Italian PM Draghi wins vote but his unity govt is in peril

ROME (AP) — Italian Premier Mario Draghi won a confidence vote Wednesday in the Senate, but it was a hollow victory after boycotts by three of his key coalition allies in the voting virtually doomed any prospects for his unity government’s survival.

The vote Wednesday went 95-38 in the favor of Draghi’s government in the 315-member Senate, after lawmakers deserted the roll call in droves.

“In these days of folly, Parliament decides to go against Italy,’’ tweeted Enrico Letta, a former premier who leads the Democratic Party, the only large party in the coalition to back Draghi in the confidence vote. “Italians will show themselves at the ballot box to be wiser than their representatives.”

The rapid unraveling of Draghi’s 17-month-old coalition in the last hours could prompt President Sergio Mattarella to dissolve Parliament, opening the path to holding an early election, possibly as soon as late September. .

Just before the vote, representatives of the populist 5-Star Movement, the conservative forces of former Premier Silvio Berlusconi’s center-right Forza Italia party and right-wing senators of Matteo Salvini’s League party announced they would skip the roll call.

Coalition turmoil prompted Draghi last week to offer his resignation, but Italy’s president rejected the bid and asked the premier to test his government’s support in Parliament. That test of his national unity government’s staying power failed dramatically on Wednesday night.

The coalition partners’ walkouts came despite an unprecedented outpouring of sentiment by citizens in the last days appealing for Draghi to keep on governing, amid soaring inflation, high energy costs and a surge in pandemic infections.

After hours of debate on his fate, Draghi asked the Senate to vote on a confidence measure calling on him to keep on governing.

Last week Draghi had offered to step down after losing support from a major coalition partner, the populist 5-Star Movement. But Mattarella rebuffed the offer, asking him to go back to Parliament to gauge his support.

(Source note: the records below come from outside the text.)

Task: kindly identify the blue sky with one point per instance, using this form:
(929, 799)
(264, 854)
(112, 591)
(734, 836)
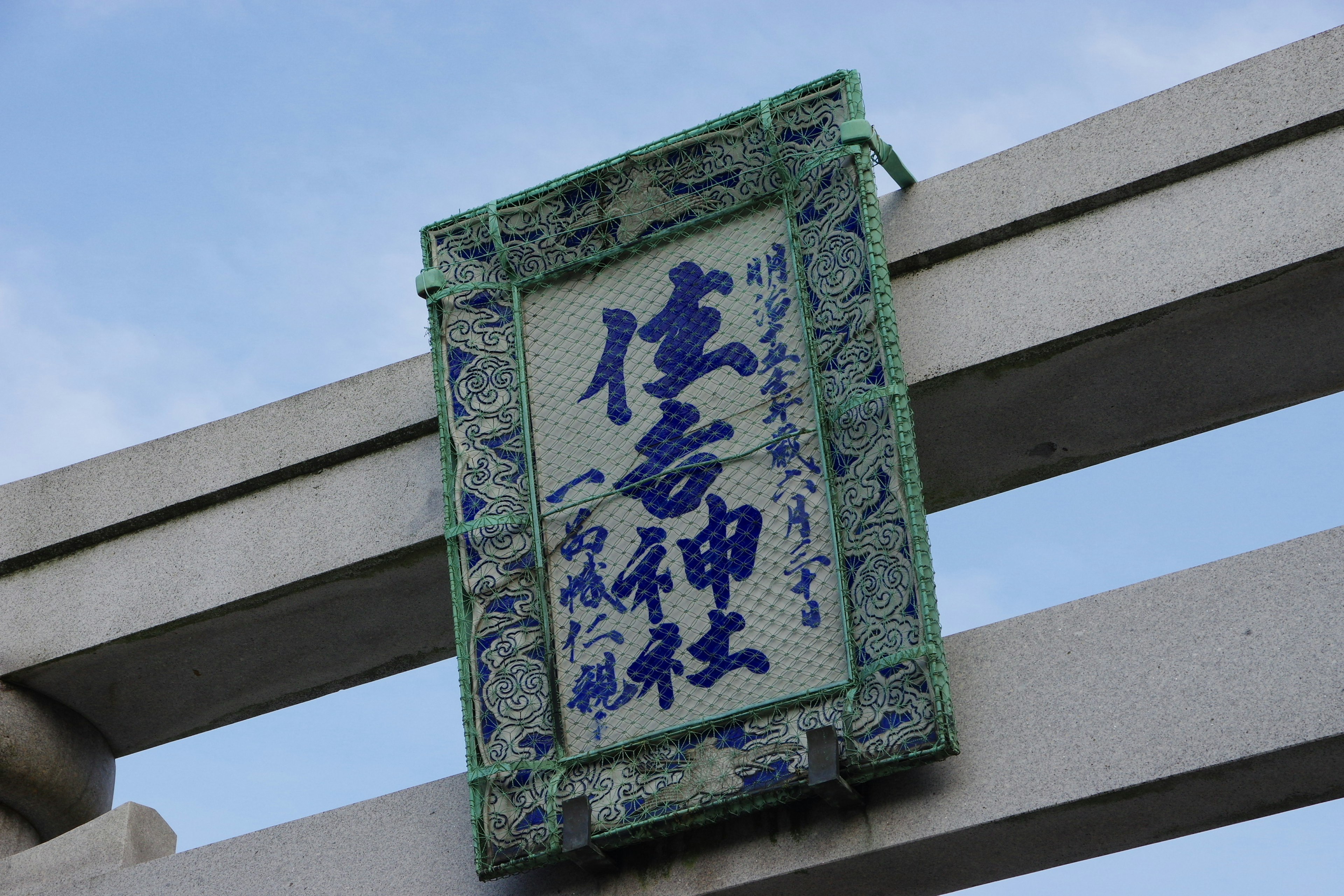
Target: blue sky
(214, 205)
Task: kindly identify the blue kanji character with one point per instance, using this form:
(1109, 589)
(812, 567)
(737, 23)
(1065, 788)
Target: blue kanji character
(811, 609)
(646, 581)
(597, 687)
(713, 651)
(714, 555)
(588, 588)
(799, 518)
(613, 635)
(683, 327)
(658, 663)
(780, 410)
(592, 539)
(664, 445)
(573, 637)
(611, 370)
(777, 262)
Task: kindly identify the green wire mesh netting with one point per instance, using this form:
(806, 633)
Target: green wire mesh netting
(683, 507)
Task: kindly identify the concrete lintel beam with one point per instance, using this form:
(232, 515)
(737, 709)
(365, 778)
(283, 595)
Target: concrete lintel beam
(1262, 103)
(1168, 707)
(294, 550)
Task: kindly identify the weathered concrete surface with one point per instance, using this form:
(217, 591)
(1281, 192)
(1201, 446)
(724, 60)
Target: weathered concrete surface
(131, 489)
(1174, 706)
(56, 770)
(312, 585)
(127, 836)
(222, 580)
(17, 833)
(1184, 309)
(1262, 103)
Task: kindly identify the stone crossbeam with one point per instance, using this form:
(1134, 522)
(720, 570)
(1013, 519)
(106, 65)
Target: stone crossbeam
(1155, 272)
(1174, 706)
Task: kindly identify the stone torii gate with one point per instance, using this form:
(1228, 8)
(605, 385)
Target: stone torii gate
(1155, 272)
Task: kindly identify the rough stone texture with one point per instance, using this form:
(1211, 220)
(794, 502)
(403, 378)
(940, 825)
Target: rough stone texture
(56, 769)
(1194, 307)
(1268, 100)
(167, 477)
(245, 580)
(1222, 227)
(318, 583)
(17, 833)
(127, 836)
(1174, 706)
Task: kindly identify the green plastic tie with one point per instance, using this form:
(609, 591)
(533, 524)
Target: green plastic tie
(858, 131)
(429, 281)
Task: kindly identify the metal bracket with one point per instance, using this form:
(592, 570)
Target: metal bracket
(858, 131)
(577, 838)
(824, 770)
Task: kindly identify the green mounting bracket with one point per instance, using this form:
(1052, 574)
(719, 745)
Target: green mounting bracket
(429, 281)
(858, 131)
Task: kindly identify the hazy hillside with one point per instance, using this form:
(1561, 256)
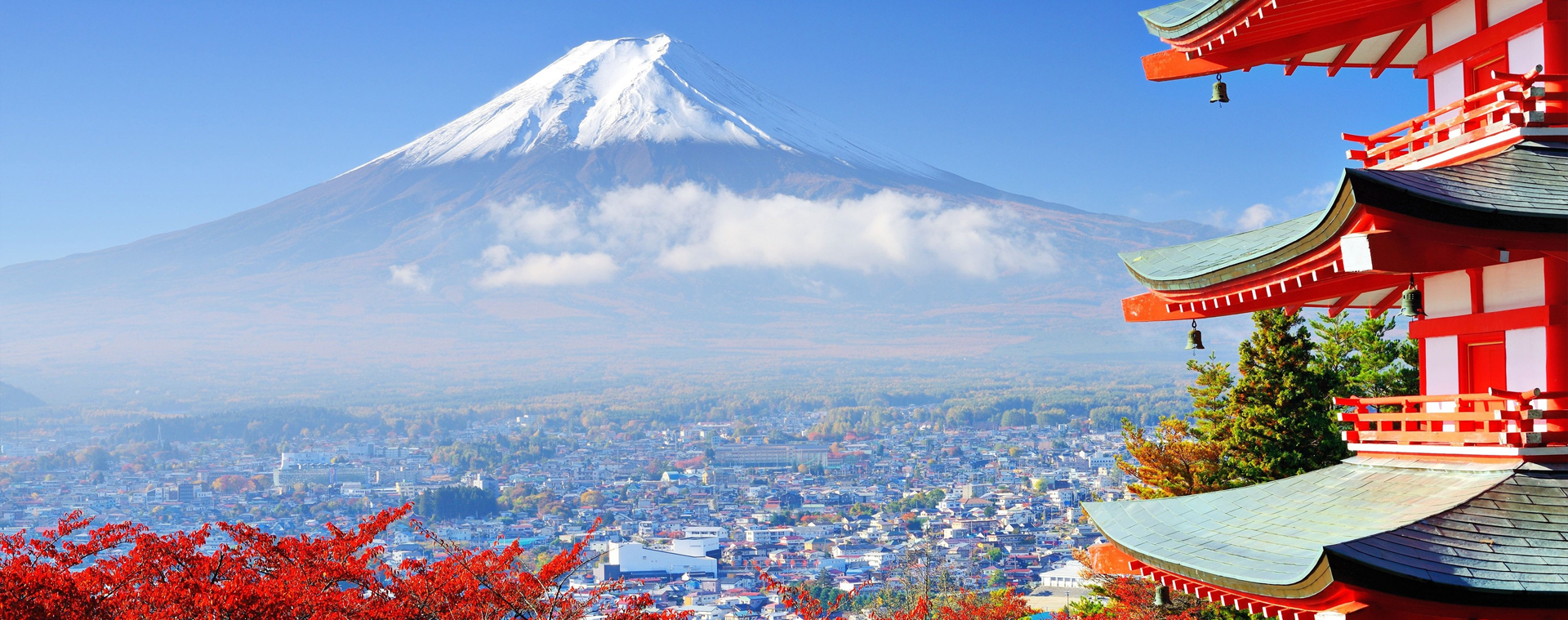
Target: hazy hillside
(630, 211)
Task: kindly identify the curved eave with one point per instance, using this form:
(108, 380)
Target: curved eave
(1272, 539)
(1250, 260)
(1179, 20)
(1521, 192)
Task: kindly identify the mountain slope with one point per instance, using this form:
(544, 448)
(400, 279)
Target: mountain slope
(632, 207)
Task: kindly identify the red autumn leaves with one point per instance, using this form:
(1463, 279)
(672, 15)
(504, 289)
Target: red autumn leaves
(127, 572)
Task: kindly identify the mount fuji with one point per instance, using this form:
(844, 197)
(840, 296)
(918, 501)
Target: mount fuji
(634, 209)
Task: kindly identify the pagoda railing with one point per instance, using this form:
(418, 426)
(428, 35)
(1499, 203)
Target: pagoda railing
(1498, 418)
(1518, 100)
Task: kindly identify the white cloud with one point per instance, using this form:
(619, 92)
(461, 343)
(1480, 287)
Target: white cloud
(1258, 216)
(408, 275)
(538, 223)
(693, 230)
(506, 269)
(688, 228)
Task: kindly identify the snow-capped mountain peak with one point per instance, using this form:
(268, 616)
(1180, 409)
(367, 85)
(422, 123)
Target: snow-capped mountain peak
(654, 90)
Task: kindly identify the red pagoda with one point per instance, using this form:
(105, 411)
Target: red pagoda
(1455, 502)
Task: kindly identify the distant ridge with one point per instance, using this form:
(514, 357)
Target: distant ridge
(13, 399)
(634, 207)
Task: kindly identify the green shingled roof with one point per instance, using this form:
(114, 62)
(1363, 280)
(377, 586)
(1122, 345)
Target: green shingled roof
(1194, 260)
(1183, 18)
(1271, 539)
(1521, 189)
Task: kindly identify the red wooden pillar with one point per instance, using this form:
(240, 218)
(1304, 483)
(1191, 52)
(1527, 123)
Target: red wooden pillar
(1556, 272)
(1556, 35)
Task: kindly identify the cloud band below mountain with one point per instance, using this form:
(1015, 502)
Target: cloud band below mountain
(688, 228)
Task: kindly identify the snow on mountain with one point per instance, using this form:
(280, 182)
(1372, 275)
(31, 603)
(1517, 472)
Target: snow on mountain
(654, 90)
(632, 207)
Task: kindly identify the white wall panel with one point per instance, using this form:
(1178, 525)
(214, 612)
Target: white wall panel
(1526, 51)
(1446, 294)
(1448, 87)
(1443, 368)
(1499, 10)
(1526, 359)
(1513, 284)
(1452, 24)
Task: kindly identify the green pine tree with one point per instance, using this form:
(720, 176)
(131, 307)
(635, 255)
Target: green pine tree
(1283, 417)
(1365, 359)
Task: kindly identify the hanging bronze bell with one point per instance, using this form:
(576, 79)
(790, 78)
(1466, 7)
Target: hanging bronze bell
(1410, 301)
(1196, 338)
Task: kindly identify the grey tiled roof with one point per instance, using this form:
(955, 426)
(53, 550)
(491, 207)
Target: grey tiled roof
(1521, 189)
(1184, 16)
(1428, 529)
(1529, 180)
(1510, 539)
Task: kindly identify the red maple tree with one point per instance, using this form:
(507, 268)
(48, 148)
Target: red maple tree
(1002, 604)
(127, 572)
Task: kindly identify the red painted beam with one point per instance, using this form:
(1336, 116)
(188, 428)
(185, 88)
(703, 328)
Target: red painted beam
(1387, 301)
(1392, 51)
(1343, 57)
(1496, 35)
(1174, 65)
(1295, 46)
(1339, 305)
(1489, 322)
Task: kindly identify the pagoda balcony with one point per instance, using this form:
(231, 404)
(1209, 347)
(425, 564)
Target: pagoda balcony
(1518, 107)
(1457, 424)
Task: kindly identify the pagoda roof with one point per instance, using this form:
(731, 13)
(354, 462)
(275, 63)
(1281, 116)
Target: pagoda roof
(1183, 18)
(1481, 531)
(1213, 37)
(1521, 189)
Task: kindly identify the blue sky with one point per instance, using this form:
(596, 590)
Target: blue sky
(121, 121)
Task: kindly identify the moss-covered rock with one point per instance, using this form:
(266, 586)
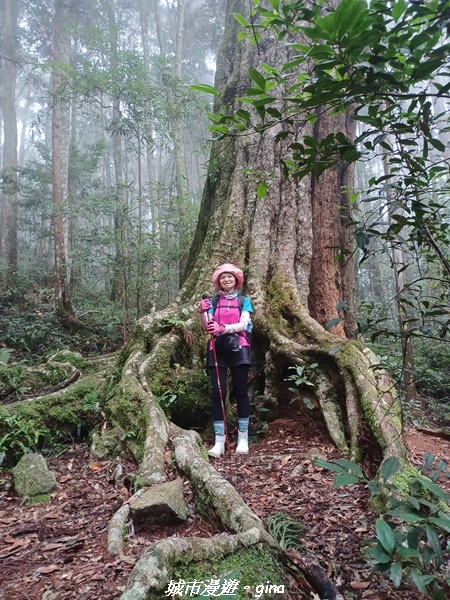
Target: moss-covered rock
(32, 477)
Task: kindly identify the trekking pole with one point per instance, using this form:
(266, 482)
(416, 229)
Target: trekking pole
(219, 387)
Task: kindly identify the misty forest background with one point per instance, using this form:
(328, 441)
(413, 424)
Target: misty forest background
(103, 155)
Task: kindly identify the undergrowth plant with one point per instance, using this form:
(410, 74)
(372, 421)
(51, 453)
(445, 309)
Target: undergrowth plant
(300, 376)
(19, 437)
(411, 538)
(286, 530)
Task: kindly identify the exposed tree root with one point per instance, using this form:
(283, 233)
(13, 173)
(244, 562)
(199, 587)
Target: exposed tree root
(153, 569)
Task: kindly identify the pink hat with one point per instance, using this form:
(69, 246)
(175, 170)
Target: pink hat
(228, 268)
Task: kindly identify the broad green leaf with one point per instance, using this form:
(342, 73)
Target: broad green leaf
(408, 516)
(378, 554)
(389, 467)
(442, 522)
(434, 542)
(329, 466)
(347, 479)
(434, 488)
(259, 79)
(203, 87)
(241, 20)
(351, 466)
(333, 323)
(396, 573)
(437, 144)
(404, 552)
(398, 9)
(419, 581)
(385, 535)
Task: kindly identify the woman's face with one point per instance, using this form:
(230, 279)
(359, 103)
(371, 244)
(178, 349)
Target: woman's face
(227, 282)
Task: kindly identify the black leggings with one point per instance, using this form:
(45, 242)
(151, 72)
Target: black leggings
(239, 376)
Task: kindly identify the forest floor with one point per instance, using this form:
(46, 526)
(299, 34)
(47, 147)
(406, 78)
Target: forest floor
(57, 551)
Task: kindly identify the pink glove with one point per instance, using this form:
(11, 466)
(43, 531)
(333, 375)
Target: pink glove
(204, 305)
(214, 328)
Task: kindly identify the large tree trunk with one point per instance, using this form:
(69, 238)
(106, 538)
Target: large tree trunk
(273, 239)
(276, 240)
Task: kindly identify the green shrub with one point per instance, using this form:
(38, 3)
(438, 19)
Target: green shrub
(412, 537)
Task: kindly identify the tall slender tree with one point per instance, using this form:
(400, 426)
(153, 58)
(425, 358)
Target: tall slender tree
(8, 213)
(59, 173)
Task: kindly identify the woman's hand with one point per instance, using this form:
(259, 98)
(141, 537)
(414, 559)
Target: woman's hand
(204, 305)
(214, 328)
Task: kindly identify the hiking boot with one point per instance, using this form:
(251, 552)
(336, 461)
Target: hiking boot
(219, 447)
(242, 447)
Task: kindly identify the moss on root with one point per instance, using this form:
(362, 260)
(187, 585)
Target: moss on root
(254, 567)
(64, 416)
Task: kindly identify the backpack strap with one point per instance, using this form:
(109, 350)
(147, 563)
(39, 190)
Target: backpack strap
(215, 300)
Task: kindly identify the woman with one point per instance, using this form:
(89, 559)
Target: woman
(228, 313)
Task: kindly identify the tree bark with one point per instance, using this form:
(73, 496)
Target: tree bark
(8, 221)
(62, 300)
(273, 240)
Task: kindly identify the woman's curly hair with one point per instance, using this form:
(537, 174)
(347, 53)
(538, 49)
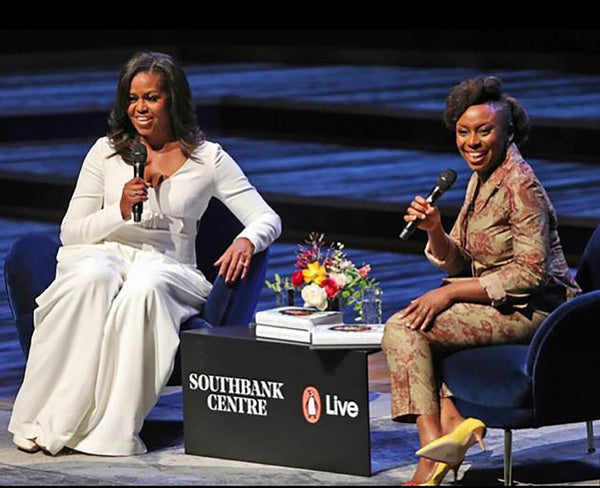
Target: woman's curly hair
(182, 114)
(482, 90)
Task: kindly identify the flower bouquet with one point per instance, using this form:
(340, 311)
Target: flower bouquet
(326, 277)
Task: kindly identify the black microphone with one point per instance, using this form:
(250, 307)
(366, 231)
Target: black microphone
(139, 162)
(444, 182)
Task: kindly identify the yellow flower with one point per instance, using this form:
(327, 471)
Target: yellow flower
(315, 273)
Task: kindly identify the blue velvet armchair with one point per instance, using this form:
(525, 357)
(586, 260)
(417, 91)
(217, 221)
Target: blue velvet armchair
(30, 267)
(546, 382)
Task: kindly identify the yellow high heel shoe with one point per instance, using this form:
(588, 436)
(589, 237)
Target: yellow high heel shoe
(452, 447)
(441, 470)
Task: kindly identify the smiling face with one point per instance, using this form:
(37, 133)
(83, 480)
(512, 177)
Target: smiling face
(482, 137)
(148, 108)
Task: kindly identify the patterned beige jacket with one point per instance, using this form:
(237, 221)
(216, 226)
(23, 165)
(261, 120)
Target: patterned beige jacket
(506, 232)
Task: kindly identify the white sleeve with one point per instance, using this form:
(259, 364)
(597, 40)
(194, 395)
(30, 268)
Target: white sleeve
(87, 220)
(262, 224)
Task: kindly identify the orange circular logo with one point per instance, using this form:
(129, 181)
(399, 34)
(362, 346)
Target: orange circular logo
(311, 404)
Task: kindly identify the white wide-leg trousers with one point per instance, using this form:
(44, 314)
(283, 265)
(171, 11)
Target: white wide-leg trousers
(106, 334)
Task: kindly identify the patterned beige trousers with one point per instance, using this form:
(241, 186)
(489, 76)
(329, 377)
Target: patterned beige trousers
(412, 355)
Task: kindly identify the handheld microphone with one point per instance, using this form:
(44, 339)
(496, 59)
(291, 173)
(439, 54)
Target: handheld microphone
(139, 162)
(444, 182)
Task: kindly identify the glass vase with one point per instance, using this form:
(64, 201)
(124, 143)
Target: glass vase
(371, 306)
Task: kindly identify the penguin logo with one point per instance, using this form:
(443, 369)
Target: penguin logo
(311, 404)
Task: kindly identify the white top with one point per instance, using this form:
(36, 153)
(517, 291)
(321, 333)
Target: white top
(171, 213)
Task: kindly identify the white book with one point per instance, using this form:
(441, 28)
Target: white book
(298, 317)
(348, 336)
(283, 333)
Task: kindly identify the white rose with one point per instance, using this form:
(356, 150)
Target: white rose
(314, 296)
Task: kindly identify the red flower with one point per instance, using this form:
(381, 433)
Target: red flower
(330, 287)
(297, 278)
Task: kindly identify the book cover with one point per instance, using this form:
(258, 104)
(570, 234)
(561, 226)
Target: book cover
(348, 335)
(298, 317)
(283, 333)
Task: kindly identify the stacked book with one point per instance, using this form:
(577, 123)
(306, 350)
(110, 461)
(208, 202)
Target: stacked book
(316, 328)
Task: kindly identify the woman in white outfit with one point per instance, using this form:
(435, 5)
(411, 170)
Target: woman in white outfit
(107, 328)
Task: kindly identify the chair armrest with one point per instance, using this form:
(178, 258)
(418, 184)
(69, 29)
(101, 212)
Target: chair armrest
(235, 303)
(562, 358)
(29, 268)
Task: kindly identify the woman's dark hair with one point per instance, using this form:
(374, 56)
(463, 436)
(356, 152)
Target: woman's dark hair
(482, 90)
(184, 125)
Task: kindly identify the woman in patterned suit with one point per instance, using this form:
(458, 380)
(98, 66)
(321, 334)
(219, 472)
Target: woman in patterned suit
(505, 239)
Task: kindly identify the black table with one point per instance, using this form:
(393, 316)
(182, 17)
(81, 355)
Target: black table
(258, 400)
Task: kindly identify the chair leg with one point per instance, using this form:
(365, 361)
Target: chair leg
(507, 457)
(590, 431)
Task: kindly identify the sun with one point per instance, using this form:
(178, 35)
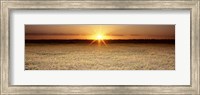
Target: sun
(99, 37)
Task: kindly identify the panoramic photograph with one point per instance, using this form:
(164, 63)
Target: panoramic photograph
(100, 47)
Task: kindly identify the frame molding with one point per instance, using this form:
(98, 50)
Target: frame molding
(8, 5)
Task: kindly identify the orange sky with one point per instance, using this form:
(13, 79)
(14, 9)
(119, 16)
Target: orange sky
(45, 32)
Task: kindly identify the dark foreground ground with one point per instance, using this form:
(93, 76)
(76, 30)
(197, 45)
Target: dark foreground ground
(114, 56)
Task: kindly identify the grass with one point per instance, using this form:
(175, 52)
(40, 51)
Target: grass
(116, 56)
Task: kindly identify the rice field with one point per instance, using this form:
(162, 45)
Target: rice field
(115, 56)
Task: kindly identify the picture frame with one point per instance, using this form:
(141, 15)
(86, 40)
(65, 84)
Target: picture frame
(8, 5)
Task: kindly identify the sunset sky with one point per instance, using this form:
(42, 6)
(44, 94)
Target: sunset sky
(69, 32)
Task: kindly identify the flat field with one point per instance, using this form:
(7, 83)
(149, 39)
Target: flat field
(115, 56)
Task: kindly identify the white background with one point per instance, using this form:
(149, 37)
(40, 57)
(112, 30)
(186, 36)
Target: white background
(179, 76)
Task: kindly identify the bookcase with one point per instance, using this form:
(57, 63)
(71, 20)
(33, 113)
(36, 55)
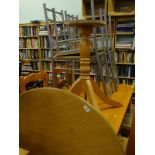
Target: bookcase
(86, 8)
(124, 49)
(121, 7)
(34, 50)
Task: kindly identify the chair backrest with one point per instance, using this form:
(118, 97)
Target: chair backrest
(24, 80)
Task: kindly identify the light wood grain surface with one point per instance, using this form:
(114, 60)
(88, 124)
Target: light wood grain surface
(57, 122)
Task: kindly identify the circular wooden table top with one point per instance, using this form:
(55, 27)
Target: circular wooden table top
(57, 122)
(81, 23)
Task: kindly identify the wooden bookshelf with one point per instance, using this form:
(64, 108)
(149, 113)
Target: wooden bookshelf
(121, 7)
(86, 8)
(34, 50)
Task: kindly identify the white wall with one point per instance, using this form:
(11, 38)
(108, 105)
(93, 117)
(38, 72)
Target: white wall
(33, 9)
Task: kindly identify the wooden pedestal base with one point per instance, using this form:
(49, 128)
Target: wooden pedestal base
(92, 91)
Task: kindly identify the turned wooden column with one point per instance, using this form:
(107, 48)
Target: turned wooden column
(84, 84)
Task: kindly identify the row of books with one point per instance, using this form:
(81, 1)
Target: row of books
(46, 54)
(31, 66)
(125, 81)
(27, 31)
(124, 41)
(43, 30)
(126, 71)
(28, 43)
(124, 57)
(28, 54)
(125, 26)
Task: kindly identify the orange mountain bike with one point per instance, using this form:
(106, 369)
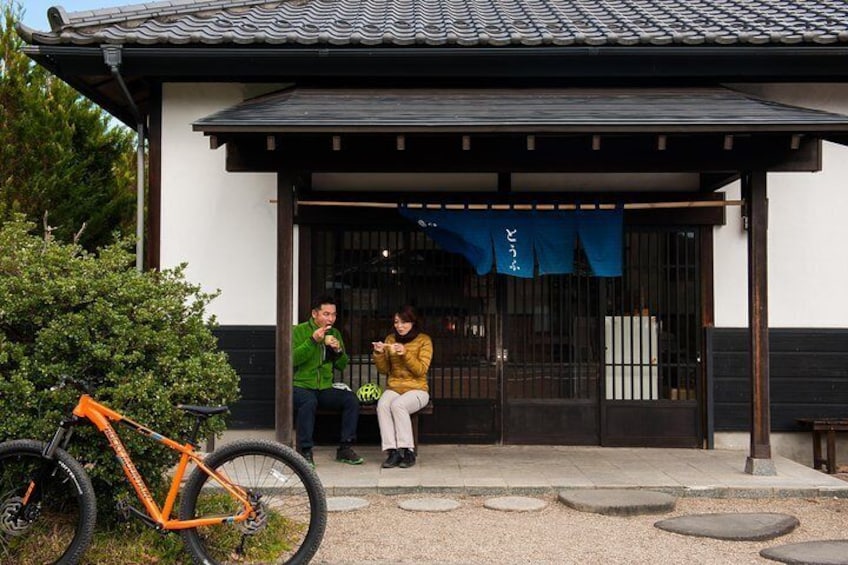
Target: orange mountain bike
(249, 502)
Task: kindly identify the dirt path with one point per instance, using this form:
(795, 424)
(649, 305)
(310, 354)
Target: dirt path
(384, 533)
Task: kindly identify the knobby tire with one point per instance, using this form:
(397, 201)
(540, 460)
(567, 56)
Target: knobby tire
(292, 513)
(57, 529)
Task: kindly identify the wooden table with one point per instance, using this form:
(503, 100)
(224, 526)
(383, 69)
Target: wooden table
(831, 426)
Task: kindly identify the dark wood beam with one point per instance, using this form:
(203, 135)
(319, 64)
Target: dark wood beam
(154, 179)
(285, 308)
(508, 153)
(754, 193)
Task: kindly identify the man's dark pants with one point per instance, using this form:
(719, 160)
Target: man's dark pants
(306, 401)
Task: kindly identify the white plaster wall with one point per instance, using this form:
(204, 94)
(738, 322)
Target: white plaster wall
(222, 224)
(808, 223)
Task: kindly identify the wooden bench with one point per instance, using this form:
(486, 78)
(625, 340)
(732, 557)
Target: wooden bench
(371, 410)
(831, 426)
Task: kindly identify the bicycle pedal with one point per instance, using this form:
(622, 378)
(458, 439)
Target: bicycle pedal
(123, 510)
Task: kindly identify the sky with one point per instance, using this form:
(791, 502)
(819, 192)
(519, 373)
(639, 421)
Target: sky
(35, 11)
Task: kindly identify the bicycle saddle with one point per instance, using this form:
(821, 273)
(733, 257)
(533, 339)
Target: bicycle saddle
(205, 411)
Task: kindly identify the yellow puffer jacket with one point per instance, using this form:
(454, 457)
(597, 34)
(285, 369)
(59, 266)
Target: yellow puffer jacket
(408, 371)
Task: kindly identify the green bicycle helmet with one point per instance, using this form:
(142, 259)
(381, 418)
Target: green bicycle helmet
(369, 393)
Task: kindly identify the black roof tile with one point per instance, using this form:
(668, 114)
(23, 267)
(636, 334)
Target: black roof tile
(472, 23)
(538, 110)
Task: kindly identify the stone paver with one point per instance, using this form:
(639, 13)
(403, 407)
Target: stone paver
(825, 552)
(515, 504)
(429, 504)
(618, 502)
(742, 526)
(345, 503)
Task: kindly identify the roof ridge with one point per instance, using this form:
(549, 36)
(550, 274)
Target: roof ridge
(60, 19)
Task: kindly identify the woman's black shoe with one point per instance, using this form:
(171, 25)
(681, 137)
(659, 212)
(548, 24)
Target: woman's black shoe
(393, 459)
(407, 458)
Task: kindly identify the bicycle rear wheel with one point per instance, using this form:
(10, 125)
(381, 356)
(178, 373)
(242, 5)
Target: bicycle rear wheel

Appearing shortly before the vote in Parliament’s upper house, Draghi cited an “unprecedented” outpouring of public pleas for him to continue governing. Draghi told the senators after hours of debate, including squabbles among coalition partners, that “at this point, I could declare my resignation and leave the hall.”

But because the “mobilization that I have seen by citizens” and various associations is “without precedent,” Draghi said he instead was submitting to a vote reconfirming the loyalty of the coalition’s parties.

Draghi had said repeatedly he saw no other governing alternative than the unusually broad coalition he led.

Before Wednesday, even without the populist 5-Star Movement’s senators, Draghi could have still mustered a working majority in the Senate. But the rebuff by Salvini and Berlusconi sabotaged that possibility.

In early 2021, Mattarella tapped Draghi to form a government of national unity, grouping parties from the right, left and the 5-Stars to guide Italy through its economic reboot amid the pandemic and reforms linked to some 200 billion euros in European Union recovery funds.

During the day’s first showdown in the Senate, the former European Central Bank chief challenged the coalition partners to recommit to a unity pact.

“Are you ready? Are you ready to rebuild this pact? Are you ready?” Draghi thundered at the end of his speech to senators. “You don’t have to give the answer to me. You have to give it to all Italians.”

In the last week, 14,000 mayors, an association of doctors, other lobbying groups and tens of thousands of ordinary citizens signing “Draghi stay” petitions have urged him not to step down. The financial markets consider Draghi, a former European Central Bank chief, to be a guarantor of fiscal stability in Italy.

In recent weeks, Draghi faced repeated ultimatums from 5-Star leader Giuseppe Conte, his predecessor in the premiership, as conditions for staying in the government. The populists have criticized Italian military help for Ukraine, as did Salvini. That prompted one lawmaker last week to describe Draghi’s impending departure as “a gift” to Russian President Vladimir Putin.

Since Russia invaded Ukraine, Draghi has pressed ahead with efforts to slash Italy’s dependence on Russian gas, including agreements forged with Algeria, which the premier visited this week.